One can argue a need for testing because of the comfort a patient receives in
knowing the diagnosis and because of the potential impact on family planning.
Diagnosing hereditary pancreatitis may also be important because of the
potential influence on pancreatic cancer screening. However, the need for an
ideal method of screening these patients are disputed. Others may argue that it
is currently premature to recommend routine genetic testing because of
inadequacies in genetic analysis and the absence of established guidelines for
genetic counseling. Also, there are no unique endoscopic or surgical approaches
for the management of hereditary pancreatitis or cystic fibrosis versus
other forms of acute and chronic pancreatitis. Therefore, genetic testing
currently has negligible influence on clinical management. We recommend that
when genetic testing is not employed, a physician keep a registry of patients
suspected of having either disorder, so that they may benefit from newly
discovered medications and gene therapy.
ERCP
reveals a diagnosis in about 70% of patients with IARP after a negative initial
evaluation. Because the initial episode of pancreatitis may be an isolated
event and because of the risk of ERCP, most agree that this procedure is not
justified after the first episode of pancreatitis. Many believe, however, that
ERCP is indicated when the first episode is severe or when a patient has two or
more episodes. However, there are some who advocate performing an ERCP after
the first episode regardless of the patient's age or disease severity. At the
time of the ERCP, bile is aspirated and examined for microcrystals, SOM is
performed when SOD is suspected, and the minor papilla is cannulated when
pancreas divisum is suspected.
Management:
Episodes
of acute pancreatitis are treated similarly regardless of the etiology.

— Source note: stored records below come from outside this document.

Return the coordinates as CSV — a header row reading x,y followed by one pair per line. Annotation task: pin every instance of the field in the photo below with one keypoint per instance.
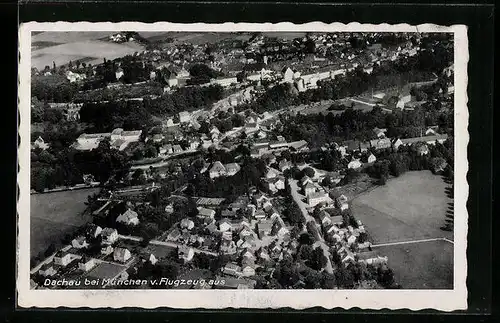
x,y
409,208
412,206
195,38
91,47
54,215
425,265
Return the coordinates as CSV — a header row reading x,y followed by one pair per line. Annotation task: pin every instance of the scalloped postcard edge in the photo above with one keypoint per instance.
x,y
443,300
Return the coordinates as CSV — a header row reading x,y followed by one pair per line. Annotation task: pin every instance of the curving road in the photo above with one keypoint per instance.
x,y
307,217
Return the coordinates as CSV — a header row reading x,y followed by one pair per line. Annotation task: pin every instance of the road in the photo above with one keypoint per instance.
x,y
168,244
307,217
164,162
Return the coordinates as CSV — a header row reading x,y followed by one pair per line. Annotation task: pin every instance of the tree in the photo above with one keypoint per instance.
x,y
308,171
202,260
305,252
318,259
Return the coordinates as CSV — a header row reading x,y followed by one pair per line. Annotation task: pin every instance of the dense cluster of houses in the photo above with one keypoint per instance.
x,y
119,139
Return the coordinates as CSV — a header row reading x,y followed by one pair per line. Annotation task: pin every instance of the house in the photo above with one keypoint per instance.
x,y
337,219
129,217
239,224
40,143
225,225
287,74
174,235
232,169
119,73
217,170
187,224
157,138
47,270
364,245
86,263
279,228
325,219
185,253
169,208
166,149
381,143
184,117
284,165
79,242
371,258
264,228
432,131
169,123
421,148
396,143
259,214
109,235
247,256
380,133
351,239
279,182
232,269
63,258
245,232
92,231
260,199
309,188
177,149
152,259
107,250
300,145
316,198
228,247
206,213
304,180
194,144
370,159
248,270
430,140
402,101
341,202
225,82
243,244
269,158
251,128
121,254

Intravenous fluids are given, oral intake is withheld, metabolic and
electrolyte disturbances are corrected, analgesics are administered, and
respiratory, renal, and vascular complications are treated as necessary.

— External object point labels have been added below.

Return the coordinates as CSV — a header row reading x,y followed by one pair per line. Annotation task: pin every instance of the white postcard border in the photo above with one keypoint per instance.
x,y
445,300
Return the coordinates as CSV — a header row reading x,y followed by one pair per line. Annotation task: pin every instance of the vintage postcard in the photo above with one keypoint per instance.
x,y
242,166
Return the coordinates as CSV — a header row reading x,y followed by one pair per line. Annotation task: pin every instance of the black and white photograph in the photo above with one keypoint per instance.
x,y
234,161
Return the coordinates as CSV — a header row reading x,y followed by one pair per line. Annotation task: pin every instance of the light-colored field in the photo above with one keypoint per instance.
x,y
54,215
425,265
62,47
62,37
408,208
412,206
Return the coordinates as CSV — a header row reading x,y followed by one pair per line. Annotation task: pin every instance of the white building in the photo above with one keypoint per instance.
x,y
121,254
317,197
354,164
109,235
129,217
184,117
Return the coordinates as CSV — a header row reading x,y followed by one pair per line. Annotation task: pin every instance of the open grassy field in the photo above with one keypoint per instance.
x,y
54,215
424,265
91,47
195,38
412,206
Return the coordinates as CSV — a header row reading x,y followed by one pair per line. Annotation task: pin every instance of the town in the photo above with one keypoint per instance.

Specific therapy for given disorders, when available, should be managed as
outlined earlier.
Therapeutic
options for patients with TIARP are limited, and little information exists
regarding their care. Several centers have reported favorable results with the
use of pancreatic duct stents or endoscopic sphincterotomy (biliary or
pancreatic) in patients with TIARP.
Conclusion :
ARP may be caused by a
number of disorders. Often, our greatest challenge is to establish the correct
diagnosis in those patients without a history of gallstone disease or alcohol
abuse. In the 10–30% of patients with "idiopathic" acute recurrent
pancreatitis, the use of specialized laboratory analysis, ERCP, EUS (ENDOSCOPIC
ULTRASOUND), and MRCP may lead to the diagnosis. These procedures may be used
not only to establish the correct diagnosis, but also to direct therapy and
often improve a patient's long term prognosis.